The peace that Jesus brings is the definitive peace treaty between God and the human person through the forgiveness of our sins. It’s a peace that the world cannot give or rob. It’s a peace that remains and strengthens even when all Hell breaks loose upon us as it did against Jesus in Jerusalem and against Paul and Barnabas in Galatia.

The lessons of today’s readings are still as relevant as ever. Two days ago, Pope Francis mentioned to young people he was about to confirm in St. Peter’s Basilica, that to be a Christian means to be ready to embrace the Cross of hardship and persecution while maintaining our peace through our union with the Prince of Peace.

“Paul and Barnabas say that ‘we must undergo many trials if we are to enter the kingdom of God.’ The journey of the Church, and our own personal journeys as Christians, are not always easy; they meet with difficulties and trials. To follow the Lord, to let his Spirit transform the shadowy parts of our lives, our ungodly ways of acting, and cleanse us of our sins, is to set out on a path with many obstacles, both in the world around us but also within us, in the heart.

“But difficulties and trials are part of the path that leads to God’s glory, just as they were for Jesus, who was glorified on the cross; we will always encounter them in life! Do not be discouraged! We have the power of the Holy Spirit to overcome these trials!”

The Holy Spirit fills us with the gift of courage, he raises us up just like he raised Jesus and Paul, to persevere in our Christian journey, living with Christ and seeking to bring others to live with Him.

In the olden days, bishops were accustomed to slap those who had just been confirmed on the cheek, to communicate to them that they need to be willing to suffer in order to be a Christian. Christians are going to get slapped around, but Jesus has given us his peace so that when we’re slapped on one side, we have the courage to turn the other cheek with dignity.

That’s what St. Paul did when he got up and returned preaching the Gospel, a Gospel that includes the necessity to undergo many hardships to enter God’s kingdom.

At the end of the Gospel today, Jesus talks specifically about the great divider, the devil, and the type of havoc he was about to unleash. “The ruler of the world is coming,” Jesus said, but “he has no power over me.”

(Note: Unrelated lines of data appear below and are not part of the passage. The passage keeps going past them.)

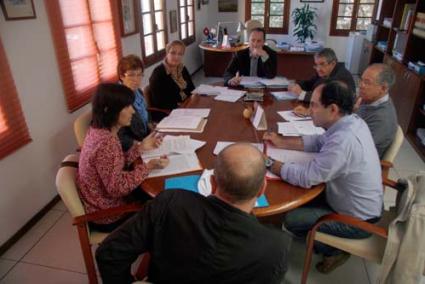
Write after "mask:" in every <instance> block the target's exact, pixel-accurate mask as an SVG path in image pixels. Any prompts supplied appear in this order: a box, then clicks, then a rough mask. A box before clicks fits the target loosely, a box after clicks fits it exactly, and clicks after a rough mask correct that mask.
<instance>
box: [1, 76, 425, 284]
mask: <svg viewBox="0 0 425 284" xmlns="http://www.w3.org/2000/svg"><path fill="white" fill-rule="evenodd" d="M198 77H201V79H203V78H202V77H203V76H202V74H201V76H199V75H198V76H195V83H197V84H199V82H200V79H199V78H198ZM219 80H220V79H217V78H212V79H208V81H207V83H211V82H216V81H219ZM203 82H205V80H203ZM418 170H425V164H424V162H423V161H422V160H421V159H420V158H419V157H418V155H417V154H416V152H415V151H414V150H413V149H412V147H411V146H410V144H409V143H407V142H406V141H405V142H404V143H403V146H402V147H401V150H400V152H399V154H398V156H397V158H396V160H395V168H394V170H392V171H391V174H390V176H391V177H392V178H394V179H397V178H399V177H406V176H407V175H409V174H411V173H414V172H416V171H418ZM385 204H386V207H388V206H389V205H391V204H394V195H393V194H391V190H387V191H386V194H385ZM304 253H305V246H304V244H303V243H299V242H294V243H293V244H292V247H291V251H290V255H289V271H288V273H287V275H286V279H285V283H299V281H300V275H301V271H302V267H303V261H304ZM317 260H318V257H317V256H315V258H314V259H313V263H315V262H317ZM378 269H379V266H378V265H376V264H374V263H369V262H366V261H364V260H362V259H360V258H357V257H351V258H350V260H349V261H348V262H347V263H346V264H345V265H343V266H342V267H340V268H338V269H336V270H335V271H334V272H332V273H331V274H329V275H322V274H319V273H318V272H317V271H315V269H314V268H312V269H311V272H310V275H309V283H344V284H350V283H374V282H375V279H376V275H377V271H378ZM0 283H88V280H87V276H86V274H85V268H84V262H83V257H82V254H81V250H80V247H79V242H78V236H77V232H76V229H75V228H74V227H72V225H71V218H70V215H69V214H68V213H67V212H66V208H65V207H64V205H63V203H62V202H60V203H58V204H57V205H56V206H55V207H54V208H53V209H52V210H50V212H49V213H48V214H47V215H45V216H44V218H43V219H42V220H40V221H39V222H38V223H37V225H36V226H34V227H33V228H32V229H31V230H30V231H29V232H28V233H27V234H26V235H25V236H24V237H23V238H22V239H21V240H19V241H18V242H17V243H16V244H15V245H14V246H13V247H12V248H11V249H9V250H8V251H7V252H6V253H5V254H3V255H1V256H0ZM422 283H423V284H425V280H423V281H422Z"/></svg>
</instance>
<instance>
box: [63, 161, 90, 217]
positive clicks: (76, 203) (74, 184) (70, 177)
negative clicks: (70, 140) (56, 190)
mask: <svg viewBox="0 0 425 284" xmlns="http://www.w3.org/2000/svg"><path fill="white" fill-rule="evenodd" d="M63 161H64V162H78V156H77V155H74V154H72V155H68V156H66V157H65V159H64V160H63ZM76 174H77V168H75V167H72V166H66V165H65V166H62V167H61V168H60V169H59V171H58V173H57V175H56V188H57V191H58V193H59V195H60V197H61V199H62V201H63V203H65V206H66V208H68V211H69V213H70V214H71V216H72V217H77V216H81V215H84V214H86V212H85V210H84V206H83V203H82V202H81V199H80V196H79V194H78V189H77V184H76Z"/></svg>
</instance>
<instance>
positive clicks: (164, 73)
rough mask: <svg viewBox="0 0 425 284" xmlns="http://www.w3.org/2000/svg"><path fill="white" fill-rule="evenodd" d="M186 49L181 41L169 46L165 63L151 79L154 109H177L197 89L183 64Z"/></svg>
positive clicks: (187, 71) (156, 69) (165, 50)
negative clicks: (195, 87) (175, 108)
mask: <svg viewBox="0 0 425 284" xmlns="http://www.w3.org/2000/svg"><path fill="white" fill-rule="evenodd" d="M185 49H186V47H185V45H184V43H183V42H182V41H180V40H175V41H172V42H170V43H168V44H167V46H166V48H165V51H166V56H165V58H164V61H163V62H162V64H160V65H159V66H157V67H156V68H155V70H153V72H152V75H151V77H150V79H149V86H150V95H151V98H150V99H151V104H152V106H153V107H156V108H160V109H166V110H172V109H175V108H177V107H178V106H179V104H180V103H181V102H183V101H184V100H185V99H186V98H187V97H189V96H190V95H191V92H192V91H193V90H194V89H195V86H194V85H193V82H192V79H191V77H190V75H189V72H188V71H187V69H186V67H184V65H183V63H182V61H183V56H184V51H185Z"/></svg>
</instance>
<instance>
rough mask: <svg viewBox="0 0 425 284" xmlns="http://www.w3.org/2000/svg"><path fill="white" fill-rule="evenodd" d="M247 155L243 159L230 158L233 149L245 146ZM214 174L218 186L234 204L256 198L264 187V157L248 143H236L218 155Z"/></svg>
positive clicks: (262, 155)
mask: <svg viewBox="0 0 425 284" xmlns="http://www.w3.org/2000/svg"><path fill="white" fill-rule="evenodd" d="M244 144H245V146H247V147H249V148H247V150H248V152H247V155H246V156H244V157H243V159H241V156H239V157H238V158H239V159H236V160H235V159H232V158H231V157H228V152H229V150H230V149H231V148H233V147H237V146H238V145H239V146H241V145H244ZM214 174H215V178H216V181H217V185H218V187H219V188H220V190H222V191H223V192H224V193H225V194H226V195H227V196H228V198H230V200H231V201H232V202H238V201H245V200H249V199H252V198H254V197H255V196H256V195H257V194H258V192H259V190H260V188H261V187H262V186H263V182H264V176H265V174H266V168H265V163H264V158H263V155H262V154H261V153H260V151H258V149H256V148H254V147H253V146H251V145H249V144H246V143H235V144H233V145H230V146H228V147H226V148H225V149H224V150H223V151H221V152H220V153H219V154H218V157H217V159H216V161H215V167H214Z"/></svg>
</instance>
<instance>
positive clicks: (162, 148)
mask: <svg viewBox="0 0 425 284" xmlns="http://www.w3.org/2000/svg"><path fill="white" fill-rule="evenodd" d="M205 144H206V142H204V141H199V140H195V139H191V138H190V136H189V135H180V136H172V135H166V136H165V137H164V140H163V141H162V144H161V145H160V146H159V147H158V148H157V149H154V150H150V151H146V152H143V154H142V158H143V159H144V160H145V159H147V158H152V157H160V156H162V155H170V154H186V153H195V151H196V150H197V149H199V148H201V147H202V146H204V145H205Z"/></svg>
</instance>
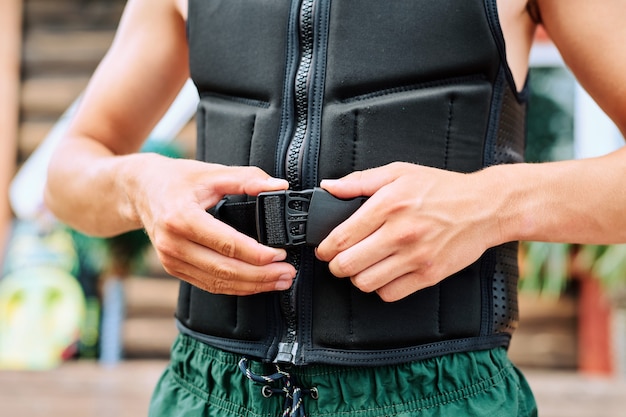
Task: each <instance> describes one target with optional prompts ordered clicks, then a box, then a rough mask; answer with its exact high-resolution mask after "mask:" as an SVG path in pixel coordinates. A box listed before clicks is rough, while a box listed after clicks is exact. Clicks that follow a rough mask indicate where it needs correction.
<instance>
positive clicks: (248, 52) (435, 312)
mask: <svg viewBox="0 0 626 417" xmlns="http://www.w3.org/2000/svg"><path fill="white" fill-rule="evenodd" d="M188 39H189V45H190V67H191V76H192V79H193V81H194V82H195V84H196V86H197V88H198V91H199V93H200V97H201V100H200V104H199V109H198V114H197V124H198V147H197V157H198V159H200V160H202V161H208V162H215V163H221V164H227V165H254V166H258V167H261V168H262V169H263V170H265V171H266V172H268V173H270V174H272V175H274V176H277V177H281V178H287V179H288V180H289V181H290V183H291V187H292V188H293V189H306V188H311V187H314V186H317V185H318V184H319V181H320V180H321V179H323V178H338V177H341V176H343V175H345V174H347V173H350V172H352V171H355V170H362V169H366V168H371V167H376V166H381V165H384V164H387V163H389V162H392V161H406V162H412V163H417V164H423V165H428V166H433V167H439V168H443V169H448V170H454V171H459V172H472V171H476V170H480V169H481V168H483V167H486V166H489V165H493V164H499V163H513V162H520V161H521V160H522V156H523V150H524V137H525V114H526V99H525V94H518V93H517V92H516V90H515V87H514V83H513V80H512V76H511V73H510V70H509V68H508V66H507V63H506V58H505V50H504V40H503V37H502V33H501V29H500V26H499V22H498V15H497V10H496V0H436V1H435V0H430V1H426V0H385V1H381V0H292V1H287V0H190V1H189V18H188ZM481 198H484V199H489V195H484V196H481ZM295 255H296V256H295V258H297V259H298V260H297V265H298V270H299V272H298V275H297V278H296V280H295V283H294V285H293V287H292V289H291V290H288V291H286V292H274V293H266V294H259V295H254V296H248V297H236V296H224V295H215V294H210V293H207V292H204V291H202V290H200V289H198V288H196V287H193V286H191V285H190V284H187V283H185V282H183V283H182V284H181V290H180V296H179V303H178V309H177V319H178V324H179V328H180V330H181V331H182V332H183V333H185V334H189V335H192V336H193V337H196V338H197V339H199V340H201V341H204V342H206V343H208V344H211V345H213V346H215V347H218V348H222V349H225V350H228V351H232V352H236V353H240V354H245V355H248V356H252V357H256V358H259V359H262V360H265V361H280V362H283V361H284V362H292V363H295V364H299V365H302V364H308V363H331V364H349V365H378V364H389V363H400V362H405V361H409V360H416V359H422V358H427V357H432V356H437V355H441V354H444V353H451V352H459V351H468V350H476V349H485V348H492V347H496V346H507V345H508V343H509V339H510V336H511V333H512V332H513V330H514V328H515V327H516V324H517V291H516V285H517V245H516V244H515V243H509V244H505V245H502V246H499V247H496V248H492V249H490V250H488V251H487V252H486V253H485V254H484V255H483V256H482V257H481V258H480V260H479V261H477V262H476V263H474V264H472V265H471V266H469V267H467V268H466V269H464V270H462V271H460V272H459V273H457V274H455V275H453V276H451V277H449V278H447V279H445V280H444V281H442V282H441V283H440V284H438V285H436V286H434V287H431V288H428V289H425V290H422V291H419V292H417V293H415V294H413V295H410V296H408V297H406V298H404V299H402V300H400V301H397V302H393V303H386V302H383V301H382V300H381V299H380V298H379V297H378V296H377V295H376V294H365V293H363V292H361V291H360V290H358V289H357V288H355V287H354V286H353V285H352V284H351V282H350V281H349V280H346V279H337V278H335V277H333V276H332V275H331V274H330V272H329V271H328V267H327V265H326V264H324V263H322V262H319V261H317V260H316V259H315V257H314V256H313V251H312V250H311V249H310V248H305V249H301V250H298V253H296V254H295ZM450 256H455V254H454V253H450Z"/></svg>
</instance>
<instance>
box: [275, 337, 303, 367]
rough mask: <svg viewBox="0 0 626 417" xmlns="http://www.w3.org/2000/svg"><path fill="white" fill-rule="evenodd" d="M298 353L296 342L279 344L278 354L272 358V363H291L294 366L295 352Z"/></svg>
mask: <svg viewBox="0 0 626 417" xmlns="http://www.w3.org/2000/svg"><path fill="white" fill-rule="evenodd" d="M297 351H298V342H281V343H279V344H278V353H277V354H276V358H274V363H293V364H295V363H296V362H295V360H296V352H297Z"/></svg>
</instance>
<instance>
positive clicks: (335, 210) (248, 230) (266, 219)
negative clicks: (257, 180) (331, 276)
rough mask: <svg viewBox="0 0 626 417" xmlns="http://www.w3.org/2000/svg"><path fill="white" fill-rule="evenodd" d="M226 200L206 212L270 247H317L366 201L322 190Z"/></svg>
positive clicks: (287, 191)
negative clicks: (253, 237)
mask: <svg viewBox="0 0 626 417" xmlns="http://www.w3.org/2000/svg"><path fill="white" fill-rule="evenodd" d="M231 199H232V198H225V199H224V200H222V201H221V202H220V203H219V204H218V205H217V206H215V207H214V208H213V209H211V210H210V211H209V212H210V213H211V214H213V215H214V216H215V217H216V218H218V219H220V220H222V221H224V222H225V223H227V224H230V225H231V226H233V227H235V228H236V229H237V230H239V231H241V232H242V233H245V234H247V235H248V236H252V237H255V238H256V239H257V240H258V241H259V242H261V243H263V244H265V245H268V246H273V247H281V248H289V247H294V246H301V245H307V246H317V245H319V244H320V242H321V241H322V240H324V238H325V237H326V236H328V234H329V233H330V232H331V231H332V230H333V229H334V228H335V227H337V226H338V225H339V224H340V223H342V222H343V221H344V220H346V219H347V218H348V217H350V215H352V214H353V213H354V212H355V211H356V210H357V209H358V208H359V207H361V205H362V204H363V203H364V202H365V200H366V199H367V198H366V197H358V198H354V199H350V200H341V199H338V198H336V197H333V196H332V195H331V194H330V193H328V192H327V191H325V190H323V189H321V188H314V189H311V190H304V191H291V190H287V191H275V192H267V193H261V194H259V196H258V197H257V198H256V201H239V202H233V201H231Z"/></svg>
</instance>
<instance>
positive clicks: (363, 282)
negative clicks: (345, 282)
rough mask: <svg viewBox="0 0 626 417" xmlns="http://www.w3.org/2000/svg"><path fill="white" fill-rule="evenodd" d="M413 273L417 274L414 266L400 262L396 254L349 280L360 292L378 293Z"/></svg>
mask: <svg viewBox="0 0 626 417" xmlns="http://www.w3.org/2000/svg"><path fill="white" fill-rule="evenodd" d="M414 273H417V271H416V268H415V266H413V265H409V264H408V263H407V262H404V261H402V259H401V257H400V256H398V255H397V254H392V255H390V256H388V257H387V258H385V259H383V260H381V261H380V262H377V263H376V264H374V265H372V266H370V267H369V268H367V269H365V270H364V271H362V272H360V273H358V274H356V275H353V276H351V277H350V280H351V281H352V283H353V284H354V286H355V287H357V288H358V289H360V290H361V291H363V292H366V293H370V292H374V291H379V290H380V289H381V288H385V287H386V286H388V285H390V284H391V283H393V282H394V281H395V280H397V279H399V278H401V277H404V276H406V275H409V274H414Z"/></svg>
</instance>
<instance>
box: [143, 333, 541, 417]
mask: <svg viewBox="0 0 626 417" xmlns="http://www.w3.org/2000/svg"><path fill="white" fill-rule="evenodd" d="M240 360H241V357H240V356H238V355H234V354H232V353H227V352H223V351H220V350H217V349H215V348H212V347H210V346H208V345H206V344H204V343H201V342H198V341H196V340H194V339H192V338H190V337H187V336H179V337H178V339H177V340H176V342H175V343H174V346H173V348H172V357H171V363H170V365H169V366H168V368H167V369H166V371H165V372H164V374H163V376H162V377H161V379H160V381H159V383H158V385H157V387H156V390H155V392H154V394H153V398H152V401H151V405H150V414H149V415H150V416H152V417H157V416H186V417H200V416H203V417H218V416H219V417H225V416H248V417H260V416H267V417H279V416H282V415H283V411H284V409H285V407H287V406H292V407H293V406H294V405H293V401H292V402H291V403H290V404H289V405H287V404H288V403H289V400H286V396H285V394H284V393H283V392H281V390H283V391H288V392H291V393H292V394H293V393H294V392H295V391H294V388H295V387H297V388H299V389H301V391H299V392H298V394H301V398H302V405H303V407H304V408H305V410H306V415H307V416H309V417H313V416H341V417H383V416H398V417H409V416H420V417H426V416H429V417H430V416H433V417H434V416H438V417H442V416H454V417H461V416H481V417H483V416H489V417H500V416H501V417H515V416H523V417H527V416H536V415H537V408H536V404H535V400H534V398H533V395H532V392H531V391H530V388H529V386H528V384H527V383H526V381H525V379H524V377H523V376H522V375H521V374H520V372H519V371H518V370H517V369H516V368H515V366H514V365H513V364H512V363H511V362H510V361H509V359H508V357H507V355H506V351H505V349H504V348H497V349H493V350H486V351H479V352H469V353H460V354H459V353H457V354H451V355H445V356H441V357H438V358H433V359H427V360H423V361H417V362H411V363H406V364H402V365H394V366H381V367H342V366H327V365H311V366H306V367H291V368H289V369H284V370H283V371H284V372H286V373H288V374H289V378H288V382H286V381H287V380H278V381H276V382H270V381H269V380H268V382H266V383H262V382H256V381H253V380H252V379H250V378H248V377H247V376H246V375H245V373H244V372H242V370H241V368H240ZM245 364H246V365H247V368H248V369H249V371H250V373H249V375H251V376H253V378H254V375H271V374H276V372H277V371H276V367H275V366H274V365H272V364H262V363H259V362H254V361H247V362H246V363H245ZM281 375H282V374H281ZM257 379H258V378H257ZM286 386H287V387H286ZM289 389H291V391H289ZM290 396H291V395H290Z"/></svg>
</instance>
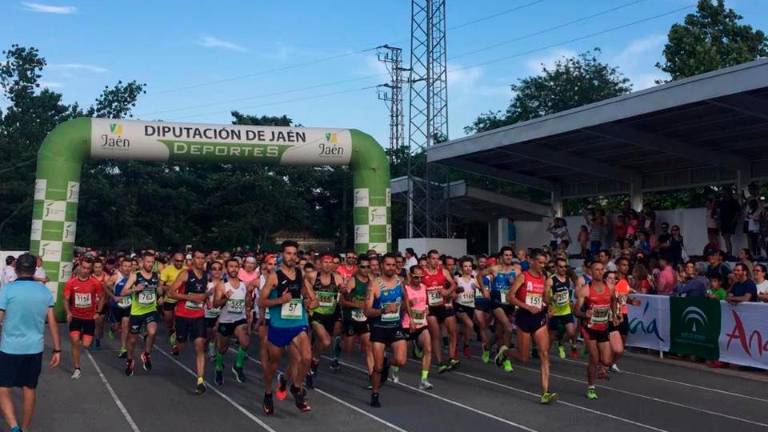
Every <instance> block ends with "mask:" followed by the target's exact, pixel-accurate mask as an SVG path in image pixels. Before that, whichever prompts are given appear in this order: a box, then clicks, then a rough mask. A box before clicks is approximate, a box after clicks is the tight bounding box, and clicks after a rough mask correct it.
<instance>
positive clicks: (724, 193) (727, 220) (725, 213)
mask: <svg viewBox="0 0 768 432" xmlns="http://www.w3.org/2000/svg"><path fill="white" fill-rule="evenodd" d="M717 212H718V214H719V215H720V233H721V234H722V236H723V240H725V251H726V253H727V254H728V256H731V255H732V254H733V243H732V241H731V238H732V237H733V235H734V234H736V225H737V224H738V221H739V214H740V213H741V206H740V205H739V201H738V200H737V199H736V198H734V197H733V191H732V190H731V188H730V187H726V188H725V189H724V190H723V195H722V197H720V201H719V202H718V203H717Z"/></svg>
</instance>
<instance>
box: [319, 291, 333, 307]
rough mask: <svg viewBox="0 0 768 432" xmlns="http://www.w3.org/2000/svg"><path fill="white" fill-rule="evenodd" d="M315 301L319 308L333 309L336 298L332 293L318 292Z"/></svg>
mask: <svg viewBox="0 0 768 432" xmlns="http://www.w3.org/2000/svg"><path fill="white" fill-rule="evenodd" d="M317 301H318V303H319V305H320V307H321V308H335V307H336V302H337V301H338V296H337V295H336V293H334V292H325V291H318V293H317Z"/></svg>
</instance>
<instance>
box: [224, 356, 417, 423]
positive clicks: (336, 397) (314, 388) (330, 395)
mask: <svg viewBox="0 0 768 432" xmlns="http://www.w3.org/2000/svg"><path fill="white" fill-rule="evenodd" d="M229 350H230V351H232V352H235V350H234V349H232V348H230V349H229ZM248 358H249V359H251V360H252V361H253V362H255V363H256V364H258V365H261V360H257V359H255V358H254V357H252V356H251V355H248ZM280 372H283V371H282V370H281V371H280ZM314 390H315V391H316V392H318V393H320V394H321V395H323V396H326V397H327V398H329V399H332V400H334V401H336V402H338V403H340V404H342V405H344V406H346V407H348V408H351V409H352V410H354V411H357V412H359V413H360V414H363V415H365V416H366V417H369V418H371V419H373V420H376V421H377V422H379V423H381V424H383V425H385V426H389V427H390V428H392V429H394V430H396V431H398V432H408V431H407V430H405V429H403V428H401V427H399V426H397V425H394V424H392V423H390V422H388V421H386V420H384V419H383V418H380V417H376V416H375V415H373V414H371V413H369V412H367V411H365V410H363V409H360V408H358V407H356V406H354V405H352V404H350V403H349V402H346V401H344V400H342V399H339V398H337V397H336V396H334V395H332V394H330V393H328V392H325V391H323V390H320V389H319V388H317V387H315V388H314Z"/></svg>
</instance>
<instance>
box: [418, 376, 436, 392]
mask: <svg viewBox="0 0 768 432" xmlns="http://www.w3.org/2000/svg"><path fill="white" fill-rule="evenodd" d="M432 387H433V386H432V383H431V382H429V380H427V379H426V378H425V379H421V380H419V390H432Z"/></svg>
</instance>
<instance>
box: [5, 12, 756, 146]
mask: <svg viewBox="0 0 768 432" xmlns="http://www.w3.org/2000/svg"><path fill="white" fill-rule="evenodd" d="M694 4H695V0H538V1H536V0H507V1H501V0H494V1H491V0H487V1H485V0H475V1H470V0H448V2H447V13H446V14H447V23H448V28H449V30H448V48H447V51H448V69H449V71H448V74H449V84H448V85H449V87H448V94H449V124H450V136H451V138H457V137H460V136H462V135H464V132H463V127H464V126H466V125H468V124H470V123H471V122H472V121H473V119H474V118H475V117H476V116H477V115H478V114H480V113H483V112H486V111H488V110H497V109H502V110H503V109H504V108H506V106H507V103H508V101H509V99H510V97H511V92H510V89H509V85H510V84H511V83H514V82H515V81H516V80H517V79H518V78H521V77H525V76H528V75H531V74H533V73H535V72H537V70H538V69H539V68H540V66H539V65H540V64H541V63H545V64H550V63H552V62H553V61H554V60H555V59H557V58H558V57H561V56H563V55H572V54H575V53H579V52H582V51H584V50H587V49H591V48H594V47H600V48H601V49H602V50H603V53H602V57H601V59H602V60H604V61H607V62H609V63H611V64H614V65H616V66H618V67H619V68H620V70H621V71H622V72H623V73H625V74H626V75H627V76H628V77H629V78H630V79H631V80H632V82H633V84H634V87H635V89H636V90H639V89H643V88H647V87H649V86H651V85H653V81H654V80H655V79H658V78H663V74H662V73H661V72H660V71H659V70H657V69H656V68H655V67H654V64H655V63H656V62H657V61H659V60H660V58H661V50H662V48H663V45H664V42H665V41H666V33H667V31H668V29H669V27H670V26H671V25H672V24H673V23H675V22H679V21H681V20H682V18H683V17H684V16H685V14H687V13H689V12H691V11H692V10H693V8H692V7H691V8H688V9H685V10H679V9H680V8H685V7H686V6H692V5H694ZM624 5H626V6H625V7H622V6H624ZM726 5H728V6H729V7H733V8H734V9H736V11H737V12H739V13H740V14H741V15H743V16H744V22H745V23H747V24H750V25H752V26H754V27H756V28H760V29H763V30H768V0H729V1H726ZM514 8H519V9H518V10H516V11H514V12H506V11H509V10H511V9H514ZM609 9H616V10H614V11H612V12H607V13H605V14H602V15H600V16H597V17H595V18H593V19H589V20H586V21H583V22H579V23H576V24H573V25H568V26H564V27H561V28H558V29H556V30H551V31H544V30H547V29H550V28H552V27H555V26H558V25H560V24H563V23H567V22H570V21H574V20H577V19H579V18H582V17H587V16H590V15H593V14H598V13H600V12H603V11H607V10H609ZM673 11H675V12H673ZM670 12H671V14H667V13H670ZM409 14H410V2H409V1H407V0H379V1H371V0H368V1H352V0H346V1H341V0H334V1H330V0H329V1H318V0H315V1H309V0H294V1H289V2H277V1H253V0H252V1H245V0H243V1H227V0H219V1H215V2H213V1H208V2H203V1H183V2H182V1H148V0H144V1H117V0H114V1H96V0H91V1H76V0H69V1H67V0H64V1H58V0H57V1H53V0H50V1H47V0H39V1H29V2H20V1H15V0H3V1H2V2H1V3H0V17H2V18H0V21H1V22H2V25H0V47H3V48H6V47H9V46H10V45H11V44H13V43H18V44H21V45H25V46H35V47H37V48H39V49H40V51H41V54H42V55H43V56H44V57H45V58H46V59H47V60H48V65H49V67H48V68H47V70H46V71H45V73H44V77H43V79H44V82H45V84H46V85H47V86H49V87H50V88H52V89H54V90H56V91H59V92H62V93H63V94H64V97H65V100H66V101H67V102H75V101H77V102H79V103H81V104H85V105H87V104H89V103H90V102H91V101H92V100H93V99H94V98H95V97H96V96H97V95H98V94H99V93H100V91H101V90H102V89H103V87H104V86H106V85H111V84H113V83H114V82H116V81H117V80H123V81H126V80H132V79H135V80H138V81H141V82H145V83H147V84H148V88H147V94H146V95H144V96H143V97H142V99H141V101H140V103H139V105H138V106H137V108H136V110H135V114H136V117H137V118H140V119H147V120H152V119H164V120H168V121H184V122H212V123H219V122H229V121H230V120H231V118H230V116H229V111H230V110H233V109H237V110H241V111H243V112H246V113H250V114H259V115H261V114H270V115H281V114H288V115H289V116H290V117H292V118H293V119H294V120H295V121H297V122H299V123H301V124H303V125H305V126H327V127H350V128H358V129H361V130H364V131H366V132H369V133H371V134H372V135H373V136H374V137H375V138H377V139H378V140H379V141H380V142H381V143H382V144H385V143H387V142H388V114H387V109H386V107H385V105H384V103H383V102H381V101H379V100H378V99H377V96H376V90H375V88H369V87H371V86H375V85H376V84H380V83H384V82H386V81H387V79H388V78H387V75H386V71H385V69H384V67H383V66H382V65H381V64H380V63H379V62H377V60H376V53H375V52H374V51H367V52H363V50H365V49H368V48H373V47H376V46H378V45H382V44H389V45H394V46H399V47H402V48H404V51H403V54H404V58H405V60H406V64H407V62H408V55H409V53H408V49H407V48H408V46H409V37H410V33H409V31H410V29H409V26H410V15H409ZM664 14H667V15H664ZM658 15H664V16H661V17H658V18H655V19H650V18H651V17H654V16H658ZM646 18H649V19H648V20H647V21H644V22H640V23H637V24H633V25H628V26H627V27H625V28H622V29H620V30H616V31H611V32H607V33H604V34H601V35H596V36H590V35H592V34H594V33H599V32H601V31H604V30H608V29H611V28H613V27H618V26H622V25H624V24H630V23H633V22H636V21H641V20H644V19H646ZM535 32H541V33H540V34H538V35H536V36H533V37H529V38H526V39H523V40H519V39H520V38H521V37H522V36H525V35H529V34H531V33H535ZM573 39H582V40H579V41H577V42H573V43H564V42H567V41H570V40H573ZM505 41H511V42H508V43H502V42H505ZM486 48H487V49H486ZM473 51H478V52H475V53H470V52H473ZM467 53H470V54H467ZM329 58H330V59H329ZM297 65H298V66H297ZM4 103H5V101H0V105H2V104H4ZM405 108H406V110H407V99H406V107H405Z"/></svg>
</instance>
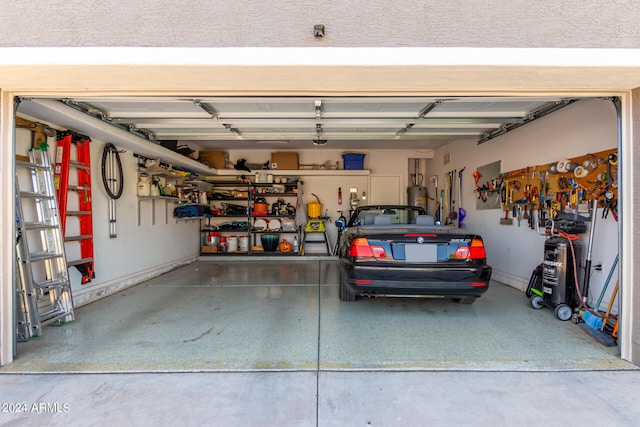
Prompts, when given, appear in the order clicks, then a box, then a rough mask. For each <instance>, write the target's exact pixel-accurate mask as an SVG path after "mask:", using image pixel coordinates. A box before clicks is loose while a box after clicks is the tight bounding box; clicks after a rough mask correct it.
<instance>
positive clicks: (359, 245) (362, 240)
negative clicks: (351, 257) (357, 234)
mask: <svg viewBox="0 0 640 427" xmlns="http://www.w3.org/2000/svg"><path fill="white" fill-rule="evenodd" d="M349 256H353V257H356V258H359V257H371V258H386V256H387V254H386V253H385V251H384V248H383V247H382V246H375V245H374V246H371V245H369V241H368V240H367V239H366V238H364V237H358V238H356V239H354V240H353V242H351V247H349Z"/></svg>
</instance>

Jesus would go on to defeat the devil once and for all in Calvary, even though to the eyes of the world, he seemed totally defeated. The reason why Jesus freely allowed himself to suffer so much, he said, was “because the world must know that I love the Father and that I do just as the Father has commanded me.” It was precisely through his suffering, in other words, that he showed his loving obedience for the Father and the path to authentic peace.

Likewise the devil will have no power over those who live in Jesus’ peace, no matter how many sufferings we have to endure. These sufferings, as so many — especially the martyrs — have attested over the centuries, give us a chance to show that we love Jesus no matter how much we need to undergo to remain true to him who loved us so much to die for us.

The hardships we undergo are an opportunity for us to show that Jesus — and the peace he brings us through communion with him —  is worth living for, suffering for, and dying for.

During this Year of Faith, we ask God for the grace to understand better the truths God teaches us today and to put them into practice.